The code now looks like:
fclass.s $fa2, $fa0
movfr2gr.s $t0, $fa2
slli.w $t0, $t0, 0x0
fclass.s $fa2, $fa1
movfr2gr.s $t1, $fa2
or $t0, $t0, $t1
andi $t0, $t0, 0x3
bnez $t0, 1f
fmin.s $fa0, $fa0, $fa1
ret
1:
fmul.s $fa0, $fa0, $fa1
ret
This looks really bad, with expensive movfr2gr instructions, redundant
sign-extensions and masking (arguably it's a compiler
missed-optimzation), and a branch.

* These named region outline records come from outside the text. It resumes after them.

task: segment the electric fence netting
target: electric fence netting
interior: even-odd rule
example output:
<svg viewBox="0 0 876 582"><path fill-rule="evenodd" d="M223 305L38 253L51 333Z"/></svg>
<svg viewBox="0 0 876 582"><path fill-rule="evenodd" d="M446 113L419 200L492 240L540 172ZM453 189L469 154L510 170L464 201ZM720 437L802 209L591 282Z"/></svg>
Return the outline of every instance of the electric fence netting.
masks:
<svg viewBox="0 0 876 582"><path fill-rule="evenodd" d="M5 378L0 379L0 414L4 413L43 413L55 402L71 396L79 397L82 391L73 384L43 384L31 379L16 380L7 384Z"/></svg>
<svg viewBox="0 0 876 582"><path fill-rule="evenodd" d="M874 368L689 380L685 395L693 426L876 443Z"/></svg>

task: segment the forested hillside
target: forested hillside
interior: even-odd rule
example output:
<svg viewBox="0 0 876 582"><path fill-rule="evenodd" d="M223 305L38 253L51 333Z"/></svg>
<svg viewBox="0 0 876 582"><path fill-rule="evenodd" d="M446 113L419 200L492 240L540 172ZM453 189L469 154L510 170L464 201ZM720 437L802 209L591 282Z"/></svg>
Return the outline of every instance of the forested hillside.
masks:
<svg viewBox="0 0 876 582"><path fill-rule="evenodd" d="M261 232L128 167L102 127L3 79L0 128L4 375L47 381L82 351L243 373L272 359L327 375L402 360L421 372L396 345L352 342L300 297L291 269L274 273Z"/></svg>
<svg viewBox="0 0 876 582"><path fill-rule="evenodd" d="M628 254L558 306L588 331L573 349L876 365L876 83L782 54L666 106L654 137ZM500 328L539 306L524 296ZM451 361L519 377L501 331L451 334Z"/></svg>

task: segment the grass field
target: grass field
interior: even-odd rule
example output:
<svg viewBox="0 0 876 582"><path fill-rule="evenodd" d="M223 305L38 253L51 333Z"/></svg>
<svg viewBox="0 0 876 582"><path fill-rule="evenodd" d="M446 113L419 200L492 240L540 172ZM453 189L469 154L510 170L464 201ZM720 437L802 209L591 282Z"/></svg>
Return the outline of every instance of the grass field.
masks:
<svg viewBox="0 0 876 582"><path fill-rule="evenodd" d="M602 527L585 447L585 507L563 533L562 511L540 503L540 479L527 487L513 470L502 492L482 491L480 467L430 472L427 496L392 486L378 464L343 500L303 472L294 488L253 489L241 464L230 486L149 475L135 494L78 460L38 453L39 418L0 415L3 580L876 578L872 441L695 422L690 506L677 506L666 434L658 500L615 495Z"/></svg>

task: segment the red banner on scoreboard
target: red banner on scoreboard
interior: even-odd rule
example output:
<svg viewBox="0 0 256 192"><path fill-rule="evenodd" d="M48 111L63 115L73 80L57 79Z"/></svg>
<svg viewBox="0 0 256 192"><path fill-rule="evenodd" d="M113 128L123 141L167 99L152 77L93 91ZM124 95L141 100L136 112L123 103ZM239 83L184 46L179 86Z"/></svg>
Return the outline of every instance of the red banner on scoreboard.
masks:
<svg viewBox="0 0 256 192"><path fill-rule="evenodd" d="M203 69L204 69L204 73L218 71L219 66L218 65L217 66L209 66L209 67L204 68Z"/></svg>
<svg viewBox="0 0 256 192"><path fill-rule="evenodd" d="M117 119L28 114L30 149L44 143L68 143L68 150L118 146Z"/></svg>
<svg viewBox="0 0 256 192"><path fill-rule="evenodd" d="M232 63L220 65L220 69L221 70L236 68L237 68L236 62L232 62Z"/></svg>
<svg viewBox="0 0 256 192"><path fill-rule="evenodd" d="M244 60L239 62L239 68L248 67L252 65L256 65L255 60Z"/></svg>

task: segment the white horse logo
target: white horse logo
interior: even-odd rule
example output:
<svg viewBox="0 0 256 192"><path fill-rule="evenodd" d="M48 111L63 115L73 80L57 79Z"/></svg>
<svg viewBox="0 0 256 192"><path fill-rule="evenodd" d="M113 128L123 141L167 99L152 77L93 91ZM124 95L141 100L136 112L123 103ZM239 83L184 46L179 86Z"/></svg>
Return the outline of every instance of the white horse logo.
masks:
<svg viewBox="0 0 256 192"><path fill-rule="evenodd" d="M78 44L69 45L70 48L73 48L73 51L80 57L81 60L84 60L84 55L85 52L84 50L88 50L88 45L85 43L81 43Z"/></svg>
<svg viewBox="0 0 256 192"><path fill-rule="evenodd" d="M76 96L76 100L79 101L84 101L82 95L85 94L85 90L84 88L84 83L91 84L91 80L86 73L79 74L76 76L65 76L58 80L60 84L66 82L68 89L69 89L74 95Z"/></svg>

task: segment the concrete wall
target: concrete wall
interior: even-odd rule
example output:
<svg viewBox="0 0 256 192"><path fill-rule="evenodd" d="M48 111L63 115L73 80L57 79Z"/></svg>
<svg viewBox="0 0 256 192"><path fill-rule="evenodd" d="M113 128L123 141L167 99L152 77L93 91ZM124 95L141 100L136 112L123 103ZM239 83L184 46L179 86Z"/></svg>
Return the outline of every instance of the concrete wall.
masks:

Rewrite it with inline assembly:
fcmp.cor.s $fcc0, $fa0, $fa0
fcmp.cor.s $fcc1, $fa1, $fa1
fsel $fa2, $fa0, $fa1, $fcc0
fsel $fa0, $fa1, $fa0, $fcc1
fmax.s $fa0, $fa2, $fa0
ret
Note that we cannot make it more readable with
"double a = __builtin_isnanf (x) ? y : x" because this C statement only
happens to produce what we want with https://gcc.gnu.org/PR66462, if
this bug is fixed in the future the generated code may change.
Signed-off-by: Xi Ruoyao <xry111@xry111.site>